Test Set

A test set is a collection of cases used to verify the reliability of an expert system or artificial intelligence post-training during the inductive learning process.

Note. In machine learning, the test set is also known as the testing dataset. It serves as an ex post verification method and should not be confused with other ex ante prediction evaluation techniques.

How the Test Set Works
Performance of the Decision Algorithm
Learning Curve
The Risk of Peeking

How the Test Set Works

The test set comprises vectors X, representing the state of n environmental variables { x1, x2, ... , xn }.

Each X vector is associated with a decision variable Y, which is the best possible decision according to subject matter experts.

an example of a testing set

Difference between Training Set and Test Set. The test set has the same structure as the training set, but with different data. In the training set, data are input by a supervisor or the machine itself, observing feedback from the external environment. In the test set, however, data are input by subject matter experts.

The n vectors are presented to the machine as input variables.

The machine generates a response R based on its knowledge base and/or decision tree.

Once obtained, the machine's response R is compared with the best decision Y predicted by the experts.

how the test set works

If the machine's decision matches the experts' (Y=R), it passes the test.

Otherwise, it fails.

Note. Before arriving at an overall quality assessment of the prediction, the machine should be subjected to multiple cases from different test sets. The more diverse the test sets, the more effective the evaluation.

Performance of the Decision Algorithm

The test set allows for the measurement of the algorithm's performance.

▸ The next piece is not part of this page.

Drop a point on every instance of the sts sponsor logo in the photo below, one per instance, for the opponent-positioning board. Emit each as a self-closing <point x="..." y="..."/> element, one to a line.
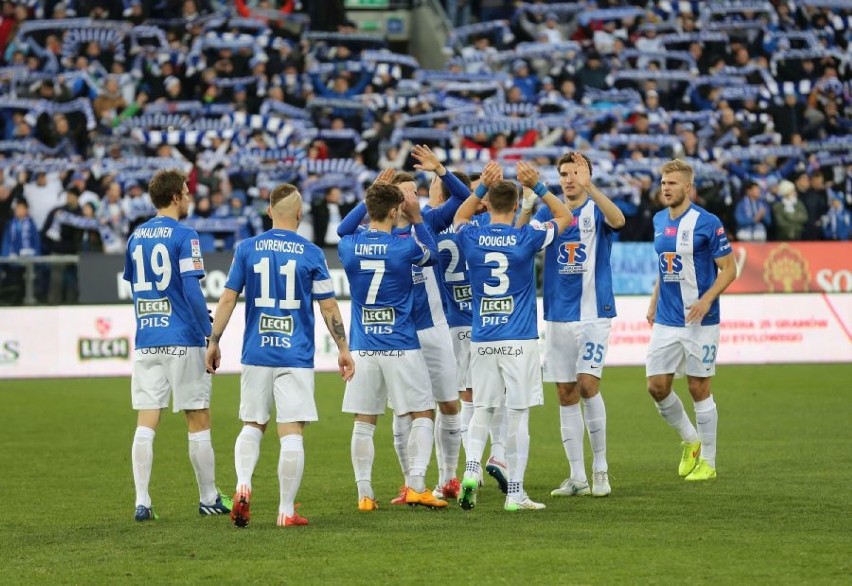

A quality indicator is the ratio of correct responses (R_C) to the number of tests the machine undergoes (N_T).

measuring the machine's performance

Learning Curve

The machine's learning improves over time.

When the quality indicator Q is low, the training process continues.

The training set is expanded with new examples to further train the machine.

the learning process through feedback

Feedback progressively improves the predictive capacity of the algorithm until satisfactory levels are reached.

The ongoing improvement process forms a downwardly concave curve known as the learning curve.

the learning curve in machine learning

The Risk of Peeking

The test set can influence the machine learning process.

Designers might develop training based on the test set cases to achieve high-quality results in the testing phase immediately.

This risk is known as peeking.

peeking contaminates the machine's training dataset

The machine is enhanced to respond correctly to the anticipated test examples.

However, even with good performance on the test set examples, it doesn't necessarily have a general predictive capacity on the subject matter.

How to Avoid the Risk of Peeking?

The test set should be original and specifically prepared for each testing phase.

This way, the training phase won't be influenced by the test set.